The Anderson Valley — a bucolic winegrowing region that stretches from Yorkville to Navarro, with Boonville in between — will lose its only state park.

"The only place people would have for a hike would be along the highway," said Kathy Bailey, a member of the Anderson Valley Chamber of Commerce. The next largest park in the area is a 16-acre county park, Indian Creek.

Hendy's closure would harm both the local community and tourism.

"It takes the heart out of our visitor attractions," which includes fine wines and good food, Bailey said.

Hendy Woods, located near Highway 128 about eight miles northwest of Boonville, features two virgin redwood groves on 816 acres. The Navarro River runs through the park, which has 94 campsites, 25 picnic sites and four small cabins.
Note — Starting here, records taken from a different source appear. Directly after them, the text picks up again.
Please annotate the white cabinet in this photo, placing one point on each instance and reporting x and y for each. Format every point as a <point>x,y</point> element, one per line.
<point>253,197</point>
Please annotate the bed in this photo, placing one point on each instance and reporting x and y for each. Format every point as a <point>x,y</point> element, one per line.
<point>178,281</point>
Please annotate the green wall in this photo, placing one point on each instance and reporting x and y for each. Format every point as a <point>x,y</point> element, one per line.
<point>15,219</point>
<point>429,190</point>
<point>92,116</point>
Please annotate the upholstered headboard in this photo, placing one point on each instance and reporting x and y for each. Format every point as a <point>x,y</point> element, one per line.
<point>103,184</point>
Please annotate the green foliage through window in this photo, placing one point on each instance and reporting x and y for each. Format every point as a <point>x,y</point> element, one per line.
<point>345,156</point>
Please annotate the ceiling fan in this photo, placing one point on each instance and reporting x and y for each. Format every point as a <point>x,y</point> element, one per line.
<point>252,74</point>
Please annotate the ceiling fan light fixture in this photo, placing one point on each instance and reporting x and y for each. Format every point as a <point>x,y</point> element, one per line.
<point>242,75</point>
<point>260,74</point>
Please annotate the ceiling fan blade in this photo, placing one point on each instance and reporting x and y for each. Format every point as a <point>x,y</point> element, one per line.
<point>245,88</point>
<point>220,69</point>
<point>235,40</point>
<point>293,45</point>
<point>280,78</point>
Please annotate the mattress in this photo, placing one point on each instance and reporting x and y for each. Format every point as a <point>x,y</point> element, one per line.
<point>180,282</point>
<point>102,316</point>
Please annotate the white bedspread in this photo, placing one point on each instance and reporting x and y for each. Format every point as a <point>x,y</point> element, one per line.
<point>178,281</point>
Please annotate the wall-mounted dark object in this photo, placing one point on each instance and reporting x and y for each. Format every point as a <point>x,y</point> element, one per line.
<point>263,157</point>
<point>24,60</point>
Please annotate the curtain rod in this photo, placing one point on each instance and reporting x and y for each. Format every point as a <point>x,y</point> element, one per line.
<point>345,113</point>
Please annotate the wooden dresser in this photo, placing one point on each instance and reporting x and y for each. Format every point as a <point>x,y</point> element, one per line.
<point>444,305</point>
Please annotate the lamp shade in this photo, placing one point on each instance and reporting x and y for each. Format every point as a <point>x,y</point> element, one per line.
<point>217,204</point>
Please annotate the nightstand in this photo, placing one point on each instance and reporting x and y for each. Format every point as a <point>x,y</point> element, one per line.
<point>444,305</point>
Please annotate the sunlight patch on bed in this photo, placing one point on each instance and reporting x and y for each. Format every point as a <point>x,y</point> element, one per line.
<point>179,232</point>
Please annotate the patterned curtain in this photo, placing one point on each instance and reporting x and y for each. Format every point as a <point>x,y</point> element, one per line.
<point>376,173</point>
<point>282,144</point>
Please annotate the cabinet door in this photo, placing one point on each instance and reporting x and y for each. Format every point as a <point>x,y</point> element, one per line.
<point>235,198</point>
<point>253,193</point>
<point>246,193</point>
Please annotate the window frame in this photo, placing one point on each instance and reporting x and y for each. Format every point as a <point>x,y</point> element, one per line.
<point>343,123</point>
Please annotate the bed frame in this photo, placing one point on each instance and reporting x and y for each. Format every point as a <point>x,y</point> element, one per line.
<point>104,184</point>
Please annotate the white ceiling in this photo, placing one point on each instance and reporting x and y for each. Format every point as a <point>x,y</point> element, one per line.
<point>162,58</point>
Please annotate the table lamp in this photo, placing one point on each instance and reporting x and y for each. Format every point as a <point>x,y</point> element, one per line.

Valley residents have a strong attachment to the park and don't want to see it closed.

Occupy Hendy Woods "was born of this tremendous love we have of this park," said Bernstein, who works on her family's apple ranch.

Her elementary school visited the park, friends held birthday parties there and she ran through the park for track in high school.

Park advocates on the Mendocino Coast also are rallying to save their parks from closure.

The Mendocino Area Parks Association is hoping to organize volunteer groups and funding so they can take over operating their parks on the closure list.

Similar efforts are taking place around the state.

Occupy Hendy Woods begins Friday at 3 p.m., at which time participants are asked to meet at the front entrance to the park.

Forecasts of inclement weather won't halt the planned occupation, which is expected to draw between 50 and "a few hundred" participants.

"It's a rain or shine event," Bernstein said.